Next, any time we take our dogs on walks, what we allow our dogs to do also reflects on all dog owners. Whether we allow our dogs to chase other dogs, jump on people, chase kids, poop on people's laws (some people's lawns I actually encourage this), etc. And there's always a few people who don't contain their dogs, so when you're walking your dog, their dog follows you and makes your walk worthless and miserable.

Then in the field...


----------



## deadicatedweim (Dec 18, 2007)

I definitely don't blame the dogs for there actions just the bad owners. My dad pointed out a few things with that dog owner on the canal. First you can't fix stupid. Second really any actions you take only will affect the dog not the stupid owner and its not really worth the time to call animal control. So really its just a hassle you have to learn to deal with. The only dogs I blame at sucking at life are the little lap dogs that bark constantly and never quite down.

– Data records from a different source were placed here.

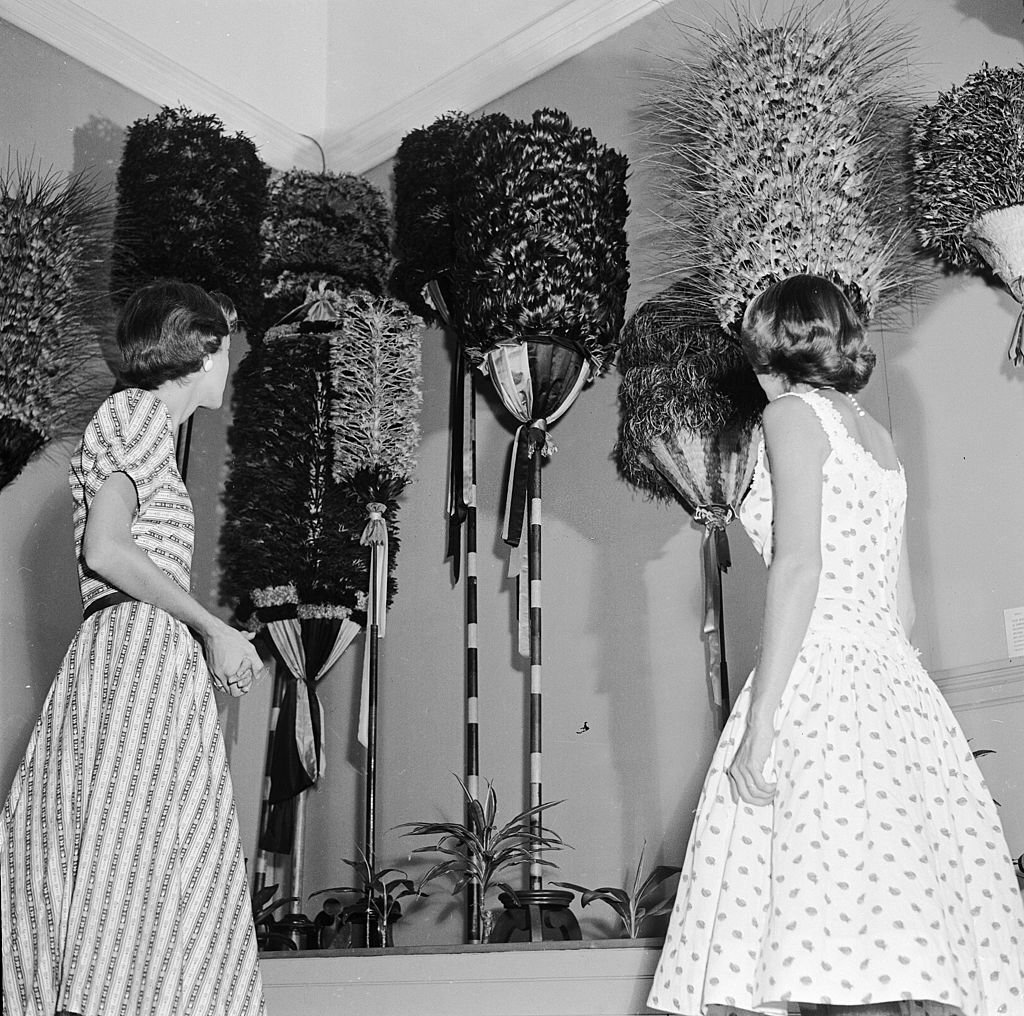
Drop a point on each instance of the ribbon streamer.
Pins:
(717, 558)
(375, 537)
(528, 439)
(458, 450)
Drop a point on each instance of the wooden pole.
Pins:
(370, 795)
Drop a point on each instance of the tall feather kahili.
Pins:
(51, 309)
(778, 153)
(377, 384)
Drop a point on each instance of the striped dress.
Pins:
(124, 886)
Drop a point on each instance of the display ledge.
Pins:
(589, 978)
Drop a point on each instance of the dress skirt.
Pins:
(123, 878)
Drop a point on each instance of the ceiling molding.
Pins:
(145, 71)
(576, 26)
(541, 46)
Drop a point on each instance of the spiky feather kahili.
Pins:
(377, 383)
(778, 154)
(51, 308)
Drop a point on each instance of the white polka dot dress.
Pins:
(880, 872)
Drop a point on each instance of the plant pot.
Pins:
(537, 916)
(357, 933)
(295, 929)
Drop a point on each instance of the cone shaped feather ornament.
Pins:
(690, 409)
(540, 271)
(779, 153)
(539, 282)
(968, 152)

I would rather own a cat then some good for nothing yap trap dog.


----------



## TAK (Sep 9, 2007)

I am sure there would have been some sort of blood shed over the dogs scratching my truck, I kick my own arse if I allow it! But someone elses!

If a dog goes after my dog and me also..... Very seldom I am without some sort of gun! 

The brit being sicked on my dogs... The brit if it got to the dogs would recieve some sort of arse kicking.... If a pit bull or something mean and bad..... Very seldom I am without some sort of gun! 


Now lets not confuse this with the nice dog coming over and saying hello and wishing ya all luck!


----------



## Artoxx (Nov 12, 2008)

I have my dogs trained to return to me under any and all conditions at either a voice command or a double blast on my whistle, I rarely let them get further from me than 20-30 feet when moving into or from our hunting area, and I keep an eye on all encounters if there are other dogs around. I snub them up short and keep them where I can either thump them or defend them as necessary. I have only had one incident where blood was drawn, on MY dog, by a dog that he refused to leave alone, though I had told him to "Leave It!" twice already, when she sliced his ear I kicked HIS arse and told him to leave her alone. He got schooled and has not ignored me since. He was not wearing his e-collar that day as it had been many weeks since I had needed to use it on him and I had not bothered to charge it. He wore it for the rest of that season, even though there was no further occasion to use it.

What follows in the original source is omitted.